Data can be ingested from different sources using pre-defined templates. The product then automatically classifies and prepares the data using an organization’s data access policies to govern access to that data.

It also provides a centralized point to set up and manage those data access policies, governance, and auditing across AWS' Simple Storage Service (S3) and multiple analytics engines. Those engines include Amazon Redshift cloud data warehouse and Athena interactive query service. It will be adding support for the AWS EMR big data framework, Insight business intelligence service, and SageMaker machine learning platform.

Data lakes act as central repositories for structured and unstructured data. Ideally, they remove silos between data sources so an organization can access all of those sources. However, the challenge becomes how that mass of data is categorized for ease of access.

AWS notes that Lake Formation allows an organization to interact with that data using analytics tools and machine learning.
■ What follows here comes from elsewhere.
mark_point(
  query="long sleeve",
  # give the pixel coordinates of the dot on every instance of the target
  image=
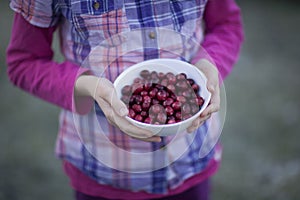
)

It also cleans and deduplicates data using machine learning to improve data consistency and quality. AWS claims that the platform can reduce the time it takes to tap into data lakes from months to just a few days.

Customers can access the service for free, only paying for the underlying AWS services being used. It’s available today in a handful of AWS regions, specifically US East (Ohio), US East (N. Virginia), US West (Oregon), Asia Pacific (Tokyo), and Europe (Ireland). Additional regions will be “coming soon.”

Great Data Lakes

The use of data lakes has grown alongside the increased use of cloud platforms as storage mediums. Gartner released a report last month that predicts 75 percent of all databases will be deployed or migrated to the cloud by 2022.

“According to inquiries with Gartner clients, organizations are developing and deploying new applications in the cloud and moving existing assets at an increasing rate, and we believe this will continue to increase,” said Donald Feinberg, distinguished research vice president at Gartner, in the report. “We also believe this begins with systems for data management solutions for analytics (DMSA) use cases — such as data warehousing, data lakes, and other use cases where data is used for analytics, artificial intelligence (AI) and machine learning (ML). Increasingly, operational systems are also moving to the cloud, especially with conversion to the SaaS application model.”

That report noted that AWS and Microsoft accounted for most of the cloud database management services growth last year.

Microsoft has a number of initiatives in this space, including a work-in-progress with SAP and Adobe with their Open Data Initiative (ODI). That program provides a blueprint for the sharing of data between the companies’ respective applications and platforms. The main goal of the initiative is to lower barriers between customer experience management silos.

The initiative allows organizations to own and maintain control of the data resources. They can also use artificial intelligence (AI)-driven business processes to glean insight and intelligence from the data. The open concept also invites an ecosystem approach that allows other vendors to tap into and add to the data model.

Specific to the vendors involved, it targets interoperability and data exchange between Microsoft’s Dynamics 365, SAP’s C/4HANA and S/4HANA platforms, and Adobe’s Experience Cloud. The data model uses a common data lake service running on Microsoft’s Azure cloud platform, though the latest update indicates support for “a customer-chosen data lake.”